Sporting Kansas City 1-1 Philadelphia Union (H)
The Highlights in One Sentence: The camerawoman’s reaction (see about 0:20 on that - and make it a meme) to Remi Walter’s goal celebration is the real highlight, but rest of the highlights make a fair case that SKC looked best against Philly’s A-minus team and got run to ground once the visitors called on their starters.
One Thing You Might Not Know: Johnny Russell got a bout of tunnel-vision, going all in on shooting from tight angles when better options (named Alan Pulido) waited from better ones (if just that one time early).
Present Operational Theory re SKC: A decent team that might not have any options for upgrades…which I feel like they could use. Liked the little I saw from Jake Davis, fwiw.
Present Operational Theory re Philly: They’ll be fine, should finish in the Top 5 in the East still.

New England Revolution 0-1 Toronto FC (H)
The Highlights in One Sentence: I would have gone with Carles Gil failing to match Lorenzo Insigne’s (for me) Goal of the Week, but then I noted all the saves Sean Johnson made by the end of reel and popped over to the stats page and now I know Toronto road Johnson like a trick pony.
One Thing You Might Not Know: Seriously, hit that link because they Revs lit it up. For my money, the best team currently on zero points, even if they can only look good for so long before looking bad sticks.
Present Operational Theory re New England: Their slow starts to games have delivered a slow start to the season. Should be better – and good enough – after they wrap their CONCACAF Champions Cup run.
Present Operational Theory re Toronto: A great start for team that stumbled after their best season and lit themselves on fire in 2023. Hope springs, if momentarily.

Vancouver Whitecaps 1-1 Charlotte FC *
Present Operational Theory re Vancouver: Still waiting for them to be as good as Matt Doyle thinks they’ll be.
Present Operational Theory re Charlotte: I see a playoff bubble team until that signs point one way or another.
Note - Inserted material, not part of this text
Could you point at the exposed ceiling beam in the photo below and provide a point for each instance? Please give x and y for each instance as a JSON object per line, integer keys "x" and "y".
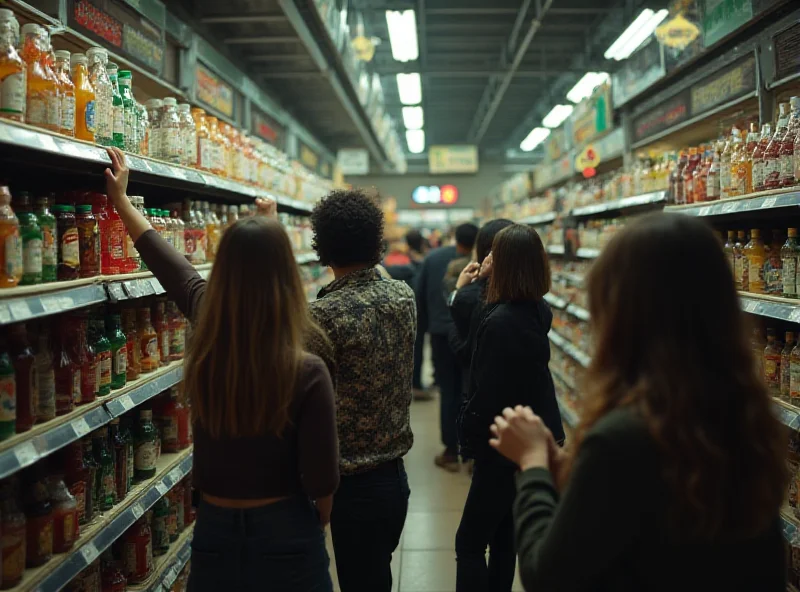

Colorado Rapids 1-1 Nashville SC *
Present Operational Theory re Colorado: Still feel like a good bet to miss the playoffs.
Present Operational Theory re Nashville: Still feel like a good bet to bore the holy shit out of the neutrals on their way to making the playoffs.

Seattle Sounders 0-0 Austin FC *
Present Operational Theory re Seattle: Saw a one-panel cartoon about them missing a poo-ton of shots, but bet they’ll make the playoffs.
Present Operational Theory re Austin: Bet they’ll miss the playoffs.

That’s a warp…shit. That’s a wrap for MLS Week 2. Till Week 3, which may run a little late. (What? I’m hosting a potluck and then I’ve got the Oscars the next night. Literally all appearances aside, I have a life.)